2 HDDs unmountable


Recommended Posts

6 minutes ago, SSD said:

@Ron -

 

Parity is computed on the PARTITION not the ENTIRE DISK. So if one disk starts are section 2048 and another starts on sector 64, the first parity block of the first disk would begin at physical sector 2048 and the first sector of the other would start at physical sector 64. So if a disks partition were updated to start at a difference sector, you'd think parity would be out of sync virtually everywhere. We are only seeing 9 parity errors, very consistent with why you'd see after a hard shutdown. This is good news IMO for your ability to recover your data.


The most important question that comes out of this is how unRAID is treating the odd paritioning of disk6 and disk7. Is it assuming that the disk partition is 63 or 64 based on the disk size, and sort of ignoring the partition table values? Or is it assuming the disk partition is accurate and hence the first parity block for disk6 is at the 2k point? (And it must have been that way from the time they were added to the array.). Hoping that Tom ( @limetech ) will weigh in here.

 

My hypothesis is if we can correct the partition tables for disks 6 and 7, your data will be valid. The question is, what is correct?

 

See below for my interpretation of the parity check log entries.

 

Jun 22 20:11:56 Tower kernel: mdcmd (45): check correct

- This is a correcting check - so parity is updated for every parity mismatch found

Jun 22 20:11:56 Tower kernel: md: recovery thread: check P Q ...

- Dual parity (P and Q)

Jun 22 20:11:56 Tower kernel: md: using 1536k window, over a total of 5860522532 blocks.

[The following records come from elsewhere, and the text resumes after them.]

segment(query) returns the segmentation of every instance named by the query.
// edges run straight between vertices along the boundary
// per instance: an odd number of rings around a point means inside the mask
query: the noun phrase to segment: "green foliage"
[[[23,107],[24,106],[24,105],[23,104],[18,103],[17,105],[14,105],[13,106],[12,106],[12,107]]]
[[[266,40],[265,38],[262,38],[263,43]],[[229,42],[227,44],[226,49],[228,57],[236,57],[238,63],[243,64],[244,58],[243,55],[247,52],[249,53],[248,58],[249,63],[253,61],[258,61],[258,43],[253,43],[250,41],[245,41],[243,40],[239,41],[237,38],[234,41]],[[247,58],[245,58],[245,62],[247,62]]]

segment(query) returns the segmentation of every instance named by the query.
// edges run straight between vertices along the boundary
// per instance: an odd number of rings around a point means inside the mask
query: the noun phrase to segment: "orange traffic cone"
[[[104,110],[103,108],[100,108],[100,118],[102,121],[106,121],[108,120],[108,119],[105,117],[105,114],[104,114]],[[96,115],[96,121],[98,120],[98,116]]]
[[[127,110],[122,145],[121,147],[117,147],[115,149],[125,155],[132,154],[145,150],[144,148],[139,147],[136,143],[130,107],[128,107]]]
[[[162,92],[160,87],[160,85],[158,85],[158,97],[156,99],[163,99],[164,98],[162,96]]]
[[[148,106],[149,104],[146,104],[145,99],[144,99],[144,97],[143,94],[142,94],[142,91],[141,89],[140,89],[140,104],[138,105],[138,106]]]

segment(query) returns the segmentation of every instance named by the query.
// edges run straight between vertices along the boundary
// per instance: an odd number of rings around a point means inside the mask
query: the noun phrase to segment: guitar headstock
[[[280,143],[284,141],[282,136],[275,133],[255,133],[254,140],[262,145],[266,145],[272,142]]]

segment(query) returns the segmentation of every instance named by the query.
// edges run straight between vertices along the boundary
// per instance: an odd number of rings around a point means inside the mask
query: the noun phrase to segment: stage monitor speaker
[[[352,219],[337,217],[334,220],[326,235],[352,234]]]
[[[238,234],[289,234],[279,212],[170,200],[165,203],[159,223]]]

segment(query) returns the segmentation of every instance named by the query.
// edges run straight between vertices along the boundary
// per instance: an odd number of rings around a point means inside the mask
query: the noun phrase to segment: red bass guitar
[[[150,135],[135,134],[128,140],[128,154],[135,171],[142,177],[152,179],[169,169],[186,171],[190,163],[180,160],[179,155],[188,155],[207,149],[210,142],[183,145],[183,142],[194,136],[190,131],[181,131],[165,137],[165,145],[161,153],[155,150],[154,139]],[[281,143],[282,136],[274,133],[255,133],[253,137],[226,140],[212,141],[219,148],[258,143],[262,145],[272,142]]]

Jun 22 20:11:56 Tower kernel: md: recovery thread: PQ corrected, sector=128

- First parity corruption. Sector listed is always the first of 8 sectors (4k bytes). So we don't know if they were off in only a single sector, or if they were off in all 8 of the sectors between 128-135.
- What is interesting is that sectors 0-127 had no corruption. And there are only 9 sectors reported corrected. If the starting sector of disk6 should have been 64 (which is what unRAID would have done), and the parity check was instead starting at 2048 due to the partition table, you'd have to believe that this would impact virtually every sector on the disk. Does this mean that the parity check was assigning a starting sector of 64? Or does this mean that the disk has consistently been treating the first sector of the partition starting at sector 2048. (@limetech)
Jun 22 20:11:57 Tower kernel: md: recovery thread: Q corrected, sector=65688

- Over 64k of accurate parity blocks before this. Notice that only Q parity is corrected, P parity is accurate. I'd say this would be expected type of corruption for a hard shutdown.
Jun 22 20:11:57 Tower kernel: md: recovery thread: Q corrected, sector=263384

- Look at the timestamps. This one is very close to the prior one. Again, this is typical of corruption from hard shutdown. Again affecting only Q parity. It is logical that P parity is updated first and Q parity second. So appears a hard shutdown happened between those 2 I/Os.
Jun 22 20:12:38 Tower kernel: md: recovery thread: PQ corrected, sector=10987336

- This one is 41 seconds later - typical correction from hard shutdown
Jun 23 00:24:20 Tower kernel: md: recovery thread: PQ corrected, sector=2389180464

- This one is 12 minutes later. Still typical from hard shutdown.
Jun 23 04:18:49 Tower kernel: md: recovery thread: PQ corrected, sector=4811915336

- This one is almost 4 hours later. Again, a lot of parity is accurate. Typical.
Jun 23 04:18:49 Tower kernel: md: recovery thread: PQ corrected, sector=4811915352

- Very close to last one. Probably I/O on the same file. Typical.
Jun 23 05:50:25 Tower kernel: md: recovery thread: PQ corrected, sector=5878055056

- Over 1.5 hours later. Typical.
Jun 23 06:45:16 Tower kernel: md: recovery thread: PQ corrected, sector=6460538896

- 1 hour later. Typcial.
Jun 23 14:37:24 Tower kernel: md: sync done. time=66327sec

- Parity check done. Just under 7 hours from last Parity correction. A lot of valid parity.
Jun 23 14:37:24 Tower kernel: md: recovery thread: completion status: 0
- Parity check finished successfully

 

Note there is a max number of parity errors that unRAID will log. It has varied by unRAID version, but think it is in the hundreds. There were only 9 found, so expect all were logged. 

 

These few parity errors are very consistent with corruption from a hard shutdown. And updating parity is almost always the right thing to do, meaning all of the parity is likely corrected appropriately. This is not what I'd expect with misaligned partitions.

 

If we can correct the partition tables for disks 6 and 7, I believe the disks will mount and your data will be valid. The question is, what is correct? Tom, or one of our other very technical users, may be able to advise.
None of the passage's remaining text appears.